The NOD was received from holders of at least 25% of the outstanding principal amount of four of the company's outstanding Priority Guarantee Notes (PGN). It alleges that iHeart violated certain covenants under the PGNs' indentures when a wholly-owned iHeart subsidiary contributed 100 million shares of Clear Channel Outdoor Holdings, Inc. Class B common stock to Broader Media, LLC on Dec. 3, 2015.
Fitch regards iHeart's current liquidity as limited and the company would be unable to meet its obligations if iHeart's debt were accelerated. As of Dec. 31, 2015, iHeart had approximately $360 million in cash excluding $413 million in cash held at CCOH. Backup liquidity consists of the ABL facility that matures in December 2017.
If the company is unsuccessful in resolving the issues alleged in the NOD, the notes accelerate and are in default, Fitch would downgrade the IDR to 'D'. Finally, if iHeart were to complete a distressed debt exchange (DDE), Fitch would downgrade the IDR to 'C' upon the exchange announcement and then downgrade the IDR to Restricted Default ('RD') upon the completion of the exchange. The IDR would subsequently be upgraded reflecting the post DDE credit profile.
iHeart has completed several transactions over the past 12 months which reduced near-term maturities and improved liquidity. The company has $193 million maturing in 2016, $230 million in 2017 (A/R facility maturity) and $930 million in 2018. The next maturity wall is now 2019 when $8.4 billion matures.
Fitch believes there is limited room in the existing ratings for further deterioration of iHeart's operating or liquidity profile. Fitch expects FCF to be negative over the next two years, primarily reflecting the interest burden associated with iHeart's capital structure and recent capital market activity. iHeart's operating performance is also hampered by significant secular headwinds within the radio segment.

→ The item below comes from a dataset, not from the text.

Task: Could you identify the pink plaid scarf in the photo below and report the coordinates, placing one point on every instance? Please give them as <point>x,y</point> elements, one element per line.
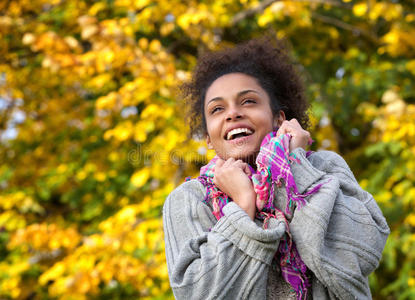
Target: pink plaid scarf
<point>273,168</point>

Fitch currently rates iHeart and its subsidiaries as follows:
--Long-term IDR 'CCC';
--Senior secured term loans 'CCC/RR4';
--Senior secured priority guarantee notes 'CCC/RR4';
--Senior unsecured guarantee notes due 2021 'CC/RR6';
--Senior unsecured legacy notes 'C/RR6'.
Clear Channel Worldwide Holdings, Inc.
--Long-term IDR 'B';
--Senior unsecured notes 'BB-/RR2';
--Senior subordinated notes 'B-/RR5'.
Clear Channel International B.V.
--Long-term IDR 'B';
--Senior unsecured notes 'BB-/RR2'.
The Rating Outlooks are Stable for CCWH and CCI.